People who have the ability to control massive amounts of copyrighted materials can control markets.  Access to wide bodies of works: in the 1940s, motion picture companies controlled access by controlling movie screens; this can fit into antimonopoly analysis.  Ability to abuse an “operating system.”  An essential facility is not the same as an abuse of the market, and we should distinguish them; there is no piece of music that qualifies as an essential facility. Rather it’s software/tech access that pose potential of creating essential facilities. Bayer decision in India shows role of price differentiation where IP is considered essential; we need to theorize the boundaries now and focus on competitive issues as they relate to distribution.  Deal with communicative essentiality separately so as not to muddle the process.
Prof. Liam O’Melinn, Ohio Northern University Pettit College of Law
The Mythology of Common Law Copyright (previous WIPIP version)
Why didn’t Congress address the constitutionality of protecting sound recordings straight-on? Mythologies.  In Golan: Falzone was asked whether the public domain was a substance of its own, or just what happened to be there when things fell out of copyright?  Falzone said the latter.  Was there a public domain before 1790?  Falzone said yes, which was a consistent litigation position, though possibly not wise. Those are strange questions and answers betraying fundamental confusion about the relationship between copyright and the public domain.  Wants to show how common-law copyright thinking has influenced thinking up to today.
Censorship preceded copyright and ultimately gave us the Company of Stationers, who thought that the works that had been their property were still their property after the Statute of Anne.  Result—invention of the author?  A paucity of authors, an abundance of manuscripts circulating before and after the invention of the printing press.  One theorist thought that authorized manuscripts were “good” texts, properly printed, so that unauthorized texts derogated from a norm of permission.  Piracy = bad literature. Respect for norms = good literature.  This story is that long in advance of Statute of Anne (Shakespeare) people were collaborating in this way; O’Melinn thinks that this is pretty fanciful, but contributed to the mythology of common-law copyright.
Other authors talked about this over time: Jonathan Swift said there was no common law copyright in Scotland.  What about America?  His research suggests that Ben Franklin knew of Donaldson v. Beckett, and it seems likely that this was the common American understanding.

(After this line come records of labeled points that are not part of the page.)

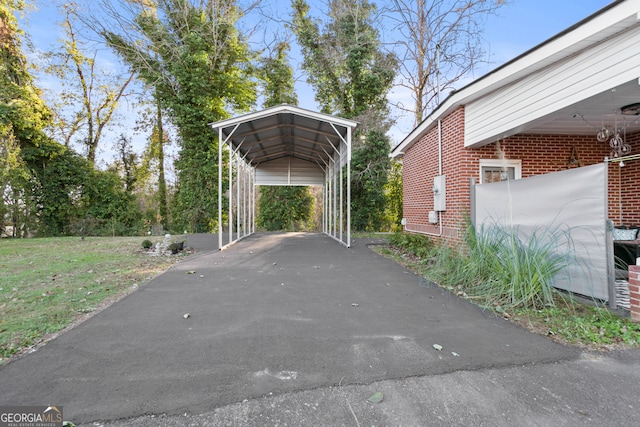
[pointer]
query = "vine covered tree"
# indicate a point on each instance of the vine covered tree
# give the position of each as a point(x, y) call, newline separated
point(89, 96)
point(199, 66)
point(352, 76)
point(281, 207)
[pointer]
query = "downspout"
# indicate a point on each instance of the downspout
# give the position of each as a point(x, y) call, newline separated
point(439, 234)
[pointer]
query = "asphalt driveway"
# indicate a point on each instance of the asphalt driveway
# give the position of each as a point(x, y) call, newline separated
point(272, 315)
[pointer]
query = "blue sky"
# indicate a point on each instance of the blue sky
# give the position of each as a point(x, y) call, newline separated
point(518, 27)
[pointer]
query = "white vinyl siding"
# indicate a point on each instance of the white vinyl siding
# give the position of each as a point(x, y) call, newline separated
point(538, 96)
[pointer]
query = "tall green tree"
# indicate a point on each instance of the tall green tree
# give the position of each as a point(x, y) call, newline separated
point(89, 96)
point(193, 56)
point(58, 187)
point(352, 76)
point(281, 207)
point(23, 116)
point(277, 78)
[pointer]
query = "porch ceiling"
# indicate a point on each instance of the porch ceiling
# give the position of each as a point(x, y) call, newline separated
point(588, 116)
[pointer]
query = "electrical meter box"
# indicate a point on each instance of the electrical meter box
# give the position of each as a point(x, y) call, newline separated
point(440, 193)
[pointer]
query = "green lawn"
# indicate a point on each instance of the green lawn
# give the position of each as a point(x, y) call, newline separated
point(46, 284)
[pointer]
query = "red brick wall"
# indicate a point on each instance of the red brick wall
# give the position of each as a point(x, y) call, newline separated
point(539, 154)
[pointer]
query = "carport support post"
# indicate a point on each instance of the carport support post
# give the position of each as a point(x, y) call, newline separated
point(220, 187)
point(230, 193)
point(349, 187)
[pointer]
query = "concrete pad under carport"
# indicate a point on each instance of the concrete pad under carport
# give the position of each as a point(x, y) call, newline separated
point(274, 313)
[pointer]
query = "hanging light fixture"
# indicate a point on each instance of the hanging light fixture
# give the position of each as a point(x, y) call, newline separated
point(631, 109)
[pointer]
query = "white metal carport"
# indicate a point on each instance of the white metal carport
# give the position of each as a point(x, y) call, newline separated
point(285, 145)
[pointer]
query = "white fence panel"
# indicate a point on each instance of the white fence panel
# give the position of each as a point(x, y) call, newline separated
point(572, 202)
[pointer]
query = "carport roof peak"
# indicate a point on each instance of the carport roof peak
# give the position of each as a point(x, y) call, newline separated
point(286, 131)
point(280, 109)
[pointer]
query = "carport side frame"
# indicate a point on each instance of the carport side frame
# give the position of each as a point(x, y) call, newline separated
point(331, 214)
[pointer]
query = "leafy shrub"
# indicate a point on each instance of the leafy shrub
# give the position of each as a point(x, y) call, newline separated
point(517, 271)
point(414, 244)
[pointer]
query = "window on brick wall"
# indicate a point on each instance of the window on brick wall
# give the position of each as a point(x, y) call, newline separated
point(499, 170)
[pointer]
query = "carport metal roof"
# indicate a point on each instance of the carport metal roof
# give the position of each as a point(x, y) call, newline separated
point(286, 131)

Comment for O’Melinn: with pre-1972 sound recordings, you have collectors today collecting cylinders with no clear understanding about what copyright law protects; doing it anyway because of lack of enforcement/perceived lack of market.  With no remedy and no reason to claim rights, myths persist about what the rule is.
For Gibbons: housework can be analogized to back office work supporting the “author.”  Changes the analysis because the author couldn’t be an author were it not for the fact that the spouse is taking care of other issues.

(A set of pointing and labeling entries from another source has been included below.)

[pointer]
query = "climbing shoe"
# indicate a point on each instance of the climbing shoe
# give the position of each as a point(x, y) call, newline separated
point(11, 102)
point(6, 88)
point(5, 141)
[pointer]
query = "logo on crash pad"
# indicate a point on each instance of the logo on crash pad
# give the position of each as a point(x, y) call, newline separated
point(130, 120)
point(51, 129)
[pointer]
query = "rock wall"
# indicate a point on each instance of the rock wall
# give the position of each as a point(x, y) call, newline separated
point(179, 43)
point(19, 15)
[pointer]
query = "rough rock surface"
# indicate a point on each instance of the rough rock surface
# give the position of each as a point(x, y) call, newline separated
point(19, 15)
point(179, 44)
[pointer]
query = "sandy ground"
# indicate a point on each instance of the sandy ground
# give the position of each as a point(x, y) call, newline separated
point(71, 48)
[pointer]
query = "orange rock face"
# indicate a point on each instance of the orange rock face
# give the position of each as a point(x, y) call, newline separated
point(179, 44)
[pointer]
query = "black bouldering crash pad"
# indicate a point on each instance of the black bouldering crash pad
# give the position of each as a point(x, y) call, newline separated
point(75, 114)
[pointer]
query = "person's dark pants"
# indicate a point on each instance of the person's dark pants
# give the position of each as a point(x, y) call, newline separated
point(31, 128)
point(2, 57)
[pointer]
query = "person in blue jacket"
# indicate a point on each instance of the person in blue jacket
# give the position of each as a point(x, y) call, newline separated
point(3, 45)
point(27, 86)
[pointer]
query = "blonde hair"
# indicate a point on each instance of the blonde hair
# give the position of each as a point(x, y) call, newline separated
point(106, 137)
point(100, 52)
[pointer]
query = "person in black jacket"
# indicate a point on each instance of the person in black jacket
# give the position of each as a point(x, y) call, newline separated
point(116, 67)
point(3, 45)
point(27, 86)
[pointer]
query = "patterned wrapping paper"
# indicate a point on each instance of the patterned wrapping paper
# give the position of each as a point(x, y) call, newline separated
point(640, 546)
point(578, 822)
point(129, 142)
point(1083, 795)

Gibbons, to my comment: I don’t believe living in Louisiana is a choice to a particular property regime with respect to copyright.  But Congress had a statute in search of a problem.  Rodrigue was bad because it’s imposing a common law trust on civil law, and because it’s unique to Louisiana; no real cites/discussion to actual Louisiana law.  So it’s a weak model on its own terms.  Could get rid of §201(e); could have a pre or post-nup.
Yu: for O’Melinn, when you talk about Shakespeare you seem to lump customs and common law together.  Isn’t it worth distinguishing a custom from something that could actually go to court?

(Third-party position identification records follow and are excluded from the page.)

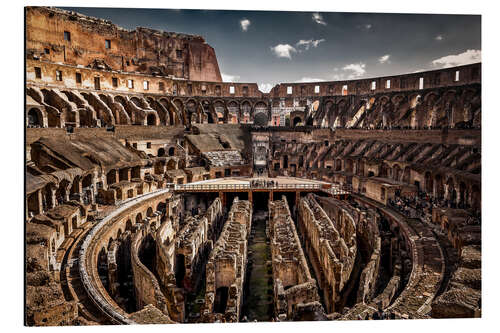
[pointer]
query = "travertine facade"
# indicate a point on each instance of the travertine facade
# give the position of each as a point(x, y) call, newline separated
point(144, 173)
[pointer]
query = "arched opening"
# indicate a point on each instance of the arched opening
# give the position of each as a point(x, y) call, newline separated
point(476, 197)
point(261, 119)
point(149, 212)
point(171, 165)
point(102, 268)
point(384, 171)
point(221, 297)
point(35, 118)
point(406, 175)
point(147, 253)
point(452, 193)
point(396, 172)
point(162, 208)
point(151, 120)
point(111, 177)
point(128, 225)
point(180, 270)
point(439, 191)
point(47, 199)
point(429, 183)
point(210, 118)
point(338, 165)
point(110, 242)
point(62, 191)
point(463, 195)
point(348, 166)
point(296, 121)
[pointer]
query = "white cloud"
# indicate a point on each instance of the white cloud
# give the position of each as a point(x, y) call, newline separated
point(229, 78)
point(385, 58)
point(464, 58)
point(356, 70)
point(306, 44)
point(318, 18)
point(283, 50)
point(309, 79)
point(245, 23)
point(265, 87)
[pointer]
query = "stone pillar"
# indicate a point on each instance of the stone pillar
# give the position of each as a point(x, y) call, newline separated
point(222, 198)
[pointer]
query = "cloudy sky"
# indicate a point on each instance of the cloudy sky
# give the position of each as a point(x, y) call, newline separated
point(273, 47)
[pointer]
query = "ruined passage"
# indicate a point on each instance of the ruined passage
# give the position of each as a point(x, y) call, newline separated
point(258, 303)
point(225, 270)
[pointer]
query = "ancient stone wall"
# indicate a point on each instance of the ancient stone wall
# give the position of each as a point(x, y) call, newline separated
point(332, 256)
point(293, 284)
point(67, 37)
point(225, 269)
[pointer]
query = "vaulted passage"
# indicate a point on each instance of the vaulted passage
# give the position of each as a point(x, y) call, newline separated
point(258, 292)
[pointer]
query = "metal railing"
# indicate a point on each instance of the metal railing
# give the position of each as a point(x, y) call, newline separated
point(222, 187)
point(335, 189)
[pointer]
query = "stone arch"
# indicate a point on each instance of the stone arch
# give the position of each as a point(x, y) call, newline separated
point(110, 242)
point(475, 200)
point(171, 165)
point(463, 195)
point(297, 120)
point(149, 212)
point(451, 191)
point(428, 183)
point(173, 120)
point(438, 186)
point(406, 175)
point(111, 177)
point(62, 192)
point(220, 111)
point(384, 170)
point(396, 172)
point(151, 119)
point(129, 225)
point(234, 112)
point(35, 118)
point(349, 166)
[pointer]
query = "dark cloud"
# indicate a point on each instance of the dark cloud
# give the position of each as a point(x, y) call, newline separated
point(356, 41)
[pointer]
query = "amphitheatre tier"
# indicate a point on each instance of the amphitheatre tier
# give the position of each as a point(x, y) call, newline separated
point(161, 195)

O’Melinn: understands custom as source of common law, at least if law ultimately vindicates.  Trying to be fair to people who believe in the common-law authors’ right even though he doesn’t himself believe it.
Q for Corbett: consider the commodification/anticommodification literature—you seem to be choosing commodification.  Maybe the answer is that the photographer has already done that.  Second, what control does joint ownership give to the subject? In the US, either joint owner can license without the other’s permission, so the only control would be over exclusive licensing.  Note that in the US we already blur out TMs often, but not the faces of the crowd.
Corbett: thinks the photo is already commodified because the photographer already has the right.  (Though will often in these objectionable scenarios not be commodifying it, merely sharing it.)  US law is different; in NZ joint owners have to agree.  (Can agreement unreasonably be withheld?)
Liebler: Greenberg focuses on US law, but that’s difficult to do because the obscenity cases are often comics from other countries. Border control/US citizens’ travel are often at issue.  Bring in some unlicensed comic uses—scanlations—and how that works in the US and may stimulate distribution chains in the US.
Greenberg: It’s a multivolume process!  These are important aspects.  Japanese authors are very interested in US attitudes.  Much difficulty seems to be cultural misunderstandings.  In one case, a manga/anime obscenity case, they brought in trial experts on the cultural significance of the genre, and the court wasn’t interested in hearing about artistic/cultural significance.
Me for Corbett: there’s uniqueness, but who’s the origin?
Corbett: My image is personal to myself, unique to me.  We could say that about anything, though; any book owes its creation to other influences on the author. 
Me: why the image then and not the biography? Both owe their existence to the uniqueness of the subject.
Corbett: images are different; the creation of the photo isn’t entirely from the photographer; the subject contributes to the ultimate work. Copyright only covers what the writer adds. 
Me: but that’s just to say the next photographer and the next biographer can make their own representations of the subject.  (The writer didn’t add the facts and doesn’t own them, but neither does the subject own them even though the subject is a but-for cause of the biography as much as she’s a but-for cause of the photo.)
Gibbons: maybe an interest in concealment/private facts.
Greenberg: maybe a person has an interest in their own biological material if used to develop a cure.  (But a copy is not the original.  If I set a photo or a biography on fire, the subject doesn’t get burned.  So the physicality of it can’t be the dividing line between photo and biography.)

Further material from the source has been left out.